18" diameter Florida (Cuban) Mahogany wood shade.
I'm turning natural edge mushrooms & goblets from the rest of his orange tree which he'll buy.

Reactions: Like 2 | EyeCandy! 4 | Way Cool 11


----------



## brown down (Jun 24, 2016)

that lamp is sick. wish I had a larger lathe to turn a shade but a 12 at the max is all I can handle


----------



## brown down (Jun 24, 2016)

that belongs on my night stands on my bed


----------



## Spinartist (Jun 24, 2016)

Most shades I made aren't that big. I do a lot of 8" to 13" diameter. Norfolk Island Pine (NIP) shades are VERY COOL. Photo of shade demo I did for the Miami woodturning guild several years ago. All are NIP shades

Reactions: Like 1 | EyeCandy! 1 | Way Cool 6


----------



## brown down (Jun 24, 2016)

I may have to give it a go then! are you turning green timber?


----------



## Spinartist (Jun 24, 2016)

The lamp base in first photo is wet fresh cut down orange tree. I bored a 1" hole through it so it'll dry faster & maybe prevent cracking. Will be a few months before lamp finished. Going to make another base so client can have the shade at his house till correct base dry, cleaned up & done. Then will switch bases.


----------



## brown down (Jun 24, 2016)

how thin are you turning your walls when finished?


----------



## Spinartist (Jun 24, 2016)

1/16" to 1/8" . 1/8" on larger shades. I leave the rims 1/8"

Reactions: Like 1


----------



## Spinartist (Jun 24, 2016)

Yes .. Fresh wet. Usually no more that a couple months from when tree cut down. Have turn shades from dry Norfolk but greater chance of wood failing.


brown down said:


> I may have to give it a go then! are you turning green timber?

Reactions: Like 1


----------



## Spinartist (Jun 24, 2016)

Definitly try it !!!! Do a small one first about 6" diameter. I shine a light behind the shade during hollowing so I can judge wall thickness by how it glows through the wood.

Reactions: Like 1


----------



## Spinartist (Jun 24, 2016)

Oh Yea.... Don't let the cuttings build up inside when hollowing. Especially when over 1/2 way deep. The weight can tear the shade apart. Clean out the cuttings frequently & completely !!

Reactions: Thank You! 1


----------



## brown down (Jun 24, 2016)

thanks for the advice I have no idea when I will be able to tackle this but now it is on top of the list of things to do


----------



## DKMD (Jun 25, 2016)

Too cool! I love wooden shades... Even convinced my wife to let me turn them for the pendants over our kitchen island.
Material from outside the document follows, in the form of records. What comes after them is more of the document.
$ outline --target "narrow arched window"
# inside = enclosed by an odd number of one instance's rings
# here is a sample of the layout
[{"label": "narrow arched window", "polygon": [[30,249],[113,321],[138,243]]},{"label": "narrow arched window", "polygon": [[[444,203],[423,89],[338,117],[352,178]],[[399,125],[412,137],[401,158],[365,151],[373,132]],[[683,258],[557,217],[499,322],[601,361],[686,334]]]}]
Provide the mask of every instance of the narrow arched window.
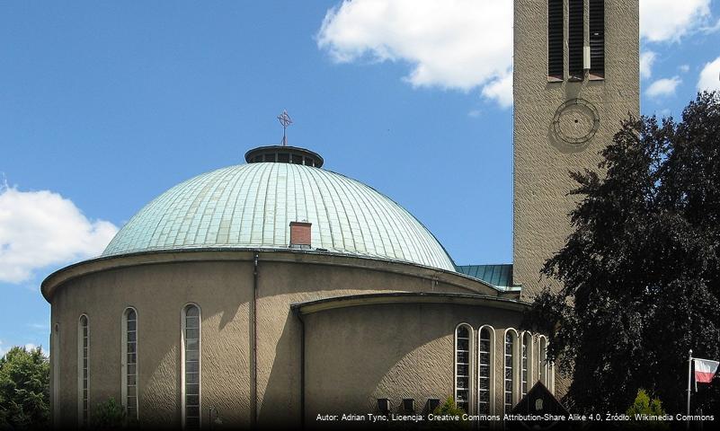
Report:
[{"label": "narrow arched window", "polygon": [[504,374],[504,397],[503,411],[510,413],[513,405],[513,390],[515,388],[515,342],[517,334],[514,330],[505,331],[505,374]]},{"label": "narrow arched window", "polygon": [[200,426],[200,311],[182,309],[182,427]]},{"label": "narrow arched window", "polygon": [[469,413],[470,407],[470,339],[472,329],[460,324],[455,329],[455,403]]},{"label": "narrow arched window", "polygon": [[90,390],[90,321],[83,314],[77,322],[77,422],[81,427],[87,426],[88,391]]},{"label": "narrow arched window", "polygon": [[128,418],[138,418],[138,312],[122,314],[122,404]]},{"label": "narrow arched window", "polygon": [[477,343],[477,413],[489,415],[493,400],[494,330],[490,326],[480,328]]},{"label": "narrow arched window", "polygon": [[538,370],[540,374],[540,382],[547,387],[547,339],[540,336],[538,339]]},{"label": "narrow arched window", "polygon": [[520,356],[520,399],[528,394],[529,391],[529,382],[530,380],[529,372],[530,365],[529,357],[532,354],[532,335],[529,332],[523,332],[522,334],[522,347]]}]

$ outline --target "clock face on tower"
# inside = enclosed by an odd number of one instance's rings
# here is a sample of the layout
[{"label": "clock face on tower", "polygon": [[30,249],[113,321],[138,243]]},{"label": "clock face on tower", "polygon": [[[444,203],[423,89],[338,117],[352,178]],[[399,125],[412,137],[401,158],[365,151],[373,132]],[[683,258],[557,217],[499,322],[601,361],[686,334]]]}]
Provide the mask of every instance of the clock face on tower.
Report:
[{"label": "clock face on tower", "polygon": [[560,150],[584,150],[600,127],[598,110],[584,99],[572,99],[557,108],[551,132]]}]

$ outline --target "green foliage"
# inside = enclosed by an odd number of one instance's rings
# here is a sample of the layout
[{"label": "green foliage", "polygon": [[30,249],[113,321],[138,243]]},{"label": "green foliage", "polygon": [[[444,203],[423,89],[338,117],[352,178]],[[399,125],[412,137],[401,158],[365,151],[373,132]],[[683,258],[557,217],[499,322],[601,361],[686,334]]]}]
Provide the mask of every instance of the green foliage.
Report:
[{"label": "green foliage", "polygon": [[13,347],[0,357],[0,429],[49,425],[50,366],[42,347]]},{"label": "green foliage", "polygon": [[101,402],[90,415],[91,425],[97,429],[120,429],[125,425],[125,409],[114,398]]},{"label": "green foliage", "polygon": [[[623,411],[645,387],[683,411],[688,350],[720,357],[720,95],[680,122],[630,119],[600,155],[604,175],[571,174],[574,232],[542,271],[563,288],[525,326],[550,335],[573,409]],[[718,415],[718,385],[703,391],[693,405]]]},{"label": "green foliage", "polygon": [[465,410],[458,407],[458,405],[455,403],[455,400],[452,397],[448,397],[444,403],[440,404],[434,410],[432,410],[432,414],[436,416],[458,416],[460,417],[460,420],[431,422],[431,427],[442,429],[468,429],[470,427],[470,423],[462,419],[463,415],[466,413],[467,412]]},{"label": "green foliage", "polygon": [[448,397],[448,399],[445,400],[445,402],[432,410],[433,415],[452,415],[462,417],[465,413],[467,412],[455,404],[455,400],[452,397]]},{"label": "green foliage", "polygon": [[[631,419],[637,420],[636,419],[636,416],[642,415],[644,415],[645,418],[653,416],[662,417],[665,414],[665,410],[662,409],[662,403],[660,401],[659,398],[653,398],[651,400],[650,395],[647,394],[644,389],[638,389],[637,396],[635,398],[633,405],[626,411],[626,414],[629,416]],[[670,428],[668,424],[662,420],[636,422],[636,425],[638,427],[643,428]]]}]

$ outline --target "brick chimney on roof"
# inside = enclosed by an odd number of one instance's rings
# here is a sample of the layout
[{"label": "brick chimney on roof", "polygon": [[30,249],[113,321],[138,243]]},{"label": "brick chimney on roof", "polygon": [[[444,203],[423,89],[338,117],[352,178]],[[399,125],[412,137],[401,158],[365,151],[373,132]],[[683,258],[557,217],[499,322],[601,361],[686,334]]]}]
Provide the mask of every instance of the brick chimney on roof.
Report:
[{"label": "brick chimney on roof", "polygon": [[290,248],[309,249],[312,244],[312,223],[290,222]]}]

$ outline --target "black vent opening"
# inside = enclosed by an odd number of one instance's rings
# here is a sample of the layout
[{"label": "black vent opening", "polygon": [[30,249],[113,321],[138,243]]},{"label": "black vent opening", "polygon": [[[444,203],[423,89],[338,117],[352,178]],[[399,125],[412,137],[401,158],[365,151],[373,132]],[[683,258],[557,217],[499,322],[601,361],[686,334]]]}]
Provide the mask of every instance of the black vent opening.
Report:
[{"label": "black vent opening", "polygon": [[590,0],[590,73],[605,76],[605,0]]},{"label": "black vent opening", "polygon": [[582,46],[584,37],[584,11],[582,0],[569,0],[568,3],[568,72],[572,79],[582,79]]},{"label": "black vent opening", "polygon": [[563,0],[547,1],[547,76],[563,79]]}]

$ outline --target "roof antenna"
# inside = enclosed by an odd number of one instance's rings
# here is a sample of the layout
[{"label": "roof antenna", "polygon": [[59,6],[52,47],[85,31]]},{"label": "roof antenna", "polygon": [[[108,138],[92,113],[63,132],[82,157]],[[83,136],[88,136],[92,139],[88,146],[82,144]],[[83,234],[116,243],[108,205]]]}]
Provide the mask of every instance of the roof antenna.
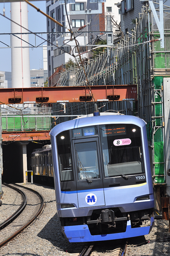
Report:
[{"label": "roof antenna", "polygon": [[96,103],[94,103],[94,111],[93,113],[93,116],[97,116],[100,115],[100,112],[98,110],[97,104]]}]

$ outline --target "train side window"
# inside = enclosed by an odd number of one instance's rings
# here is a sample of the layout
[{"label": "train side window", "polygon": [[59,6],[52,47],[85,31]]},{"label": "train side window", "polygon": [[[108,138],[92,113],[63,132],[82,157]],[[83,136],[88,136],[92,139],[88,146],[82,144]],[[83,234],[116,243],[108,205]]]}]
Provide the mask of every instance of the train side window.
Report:
[{"label": "train side window", "polygon": [[56,140],[61,181],[73,180],[69,131],[64,131],[59,134]]},{"label": "train side window", "polygon": [[40,161],[40,166],[41,166],[41,164],[42,164],[41,156],[40,156],[39,161]]},{"label": "train side window", "polygon": [[109,124],[100,129],[105,177],[144,172],[140,127]]},{"label": "train side window", "polygon": [[50,159],[51,159],[51,166],[52,166],[52,155],[50,155]]},{"label": "train side window", "polygon": [[45,164],[46,164],[45,156],[43,156],[43,166],[44,166],[44,165],[45,165]]}]

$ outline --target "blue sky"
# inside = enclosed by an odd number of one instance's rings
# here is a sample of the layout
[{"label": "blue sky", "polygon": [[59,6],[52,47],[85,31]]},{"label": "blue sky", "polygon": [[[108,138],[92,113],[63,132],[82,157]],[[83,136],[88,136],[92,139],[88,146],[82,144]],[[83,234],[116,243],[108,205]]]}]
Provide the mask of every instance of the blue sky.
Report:
[{"label": "blue sky", "polygon": [[[46,1],[37,1],[31,2],[34,5],[39,8],[41,10],[46,12]],[[3,14],[4,3],[0,3],[0,13]],[[5,3],[5,15],[9,18],[10,15],[10,3]],[[46,18],[38,12],[34,8],[28,5],[28,29],[32,32],[42,32],[46,31]],[[10,32],[10,22],[5,17],[0,15],[0,33]],[[41,36],[41,34],[39,35]],[[42,37],[46,39],[46,34],[42,34]],[[9,35],[0,35],[0,41],[7,44],[10,44]],[[29,37],[29,42],[33,45],[35,44],[35,36],[31,35]],[[43,40],[36,37],[36,44],[41,44]],[[46,43],[43,44],[46,44]],[[0,47],[5,45],[0,42]],[[11,71],[11,60],[10,48],[0,48],[0,71]],[[42,48],[31,48],[30,49],[30,69],[39,69],[42,68]]]}]

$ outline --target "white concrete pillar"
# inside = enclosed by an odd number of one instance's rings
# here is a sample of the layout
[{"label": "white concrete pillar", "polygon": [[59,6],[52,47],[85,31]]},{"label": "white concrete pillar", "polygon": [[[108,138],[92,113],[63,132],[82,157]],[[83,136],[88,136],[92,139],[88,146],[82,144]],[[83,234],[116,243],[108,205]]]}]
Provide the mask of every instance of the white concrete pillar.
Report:
[{"label": "white concrete pillar", "polygon": [[[24,2],[11,2],[11,18],[17,24],[28,28],[27,4]],[[12,21],[11,27],[12,33],[28,32],[28,30]],[[28,34],[16,35],[21,39],[14,35],[11,36],[12,87],[12,88],[30,87],[29,48],[25,48],[29,46],[28,43]]]},{"label": "white concrete pillar", "polygon": [[24,144],[21,146],[22,148],[22,163],[23,166],[23,177],[24,183],[26,183],[26,172],[27,171],[27,159],[26,158],[26,145]]}]

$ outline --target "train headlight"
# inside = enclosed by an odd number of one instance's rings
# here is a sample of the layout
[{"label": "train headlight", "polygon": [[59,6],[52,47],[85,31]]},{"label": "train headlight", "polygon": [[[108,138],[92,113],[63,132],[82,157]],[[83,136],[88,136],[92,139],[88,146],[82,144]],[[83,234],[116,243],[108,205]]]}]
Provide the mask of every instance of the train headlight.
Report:
[{"label": "train headlight", "polygon": [[61,208],[71,208],[75,207],[73,204],[61,204]]}]

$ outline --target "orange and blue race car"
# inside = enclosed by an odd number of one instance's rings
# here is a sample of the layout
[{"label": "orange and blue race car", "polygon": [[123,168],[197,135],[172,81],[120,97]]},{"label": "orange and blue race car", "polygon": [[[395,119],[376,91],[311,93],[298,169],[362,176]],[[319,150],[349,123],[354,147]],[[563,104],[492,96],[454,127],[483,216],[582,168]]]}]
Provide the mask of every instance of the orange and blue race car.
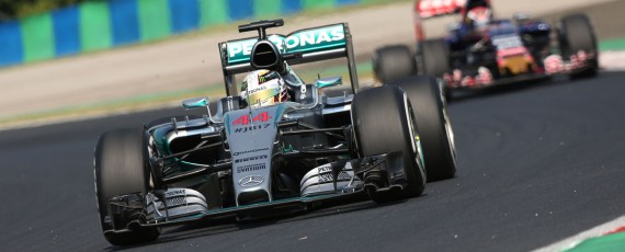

Reactions: Like 1 | EyeCandy! 9 | Way Cool 6


----------



## Spinartist (Jun 25, 2016)

Hey!!! Where you be getting Norfolk in Oklahoma????? 

BEAUTIFUL SHADES!!!!!!!!!!!!!! Nice work!!


----------



## DKMD (Jun 25, 2016)

Spinartist said:


> Hey!!! Where you be getting Norfolk in Oklahoma...



It just shows up in the mail sometimes... Not often enough though.


----------



## chippin-in (Jun 29, 2016)

Why do you choose norfolk pine? Im in Texas and have lots of pine...will it work? I am assuming you use pine as it is softer and more forgiving. Or just the look.

Btw spinartist and dkmd, those are awesome.

Thanks
Robert


----------



## Spinartist (Jun 29, 2016)

Norfolk Island Pine (NIP) has symmetrical knots around the tree trunk which are red and spalts blue/gray giving it a very unique look. Plus it out sells all other wood when I sell my goodies at shows.

Reactions: Thank You! 1


----------



## DKMD (Jun 29, 2016)

chippin-in said:


> Why do you choose norfolk pine? Im in Texas and have lots of pine...will it work? I am assuming you use pine as it is softer and more forgiving. Or just the look.
> 
> Btw spinartist and dkmd, those are awesome.
> 
> ...



I like Norfolk pine because of the spalting pattern and red knots, and it gets a cool translucence after repeated oil soaks. It's not a true pine, so there's none of the sap to deal with.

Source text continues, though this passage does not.